Court OKs Bre-X class action settlement

By The Canadian Press

The lengthy battle by Bre-X investors to recover billions of dollars in Canada’s largest mining fraud appears to be over.

Under a settlement agreement approved Thursday by the Alberta Court of Queens Bench, all class-action suits against the principals in the case have been dismissed.

The Calgary court made the ruling at the request of bankruptcy trustees Deloitte and Touche, which said there was no realistic prospect of realizing any significant recovery through the litigation and that the costs of proceeding were prohibitive.

As a result, all parties agreed to a payment of $5.2 million to be divided among investors who apply for a settlement.

Bre-X became known as the largest mining fraud in Canadian history back in 1997 when its claim of a major gold discovery in Indonesia proved to be a fake.

Investors around the world lost an estimated $3 billion in the resulting collapse of the company’s share price.

Deloitte and Touche was appointed as trustee in bankruptcy of Bre-X Minerals Ltd. by the Alberta court in November 1997 after the company was hit with several multibillion-dollar shareholder lawsuits.

The trustee sought to recover insider trading profits from several of Bre-X’s former executives in Ontario and an action was pursued in Alberta against Bre-X’s sister company, Bresea Resources Inc.

Litigation was also pursued in the Cayman Islands, the Bahamas and Philippines and efforts were undertaken to recoup monies that had been deposited in a Channel Island Trust.

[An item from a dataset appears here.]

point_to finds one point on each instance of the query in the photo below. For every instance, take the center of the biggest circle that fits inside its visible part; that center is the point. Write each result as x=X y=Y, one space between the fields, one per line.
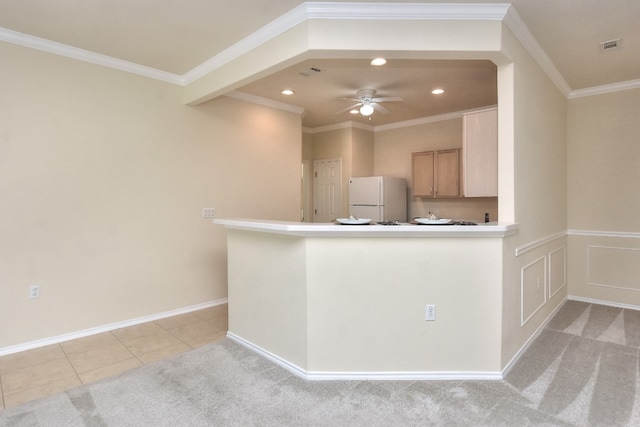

But in the end, the action from 1998 through to 2011 recovered only $5 million from the Channel Island Trust and a further $2 million in the settlement of the action against Bresea.

With court approval, the funds were added to the cash on hand and used to fund ongoing recovery efforts. However, Deloitte said that by 2011 it had become apparent no further recoveries were possible.

Part of the reason was that funds frozen under various injunctions had been spent under the terms of those orders that permitted payment of the defendants’ living expenses and legal costs, Deloitte said at the time.

As well, one of the principal targets of the litigation, Bre-X’s geologist, John Felderhof, was acquitted after a lengthy Ontario Securities Commission trial.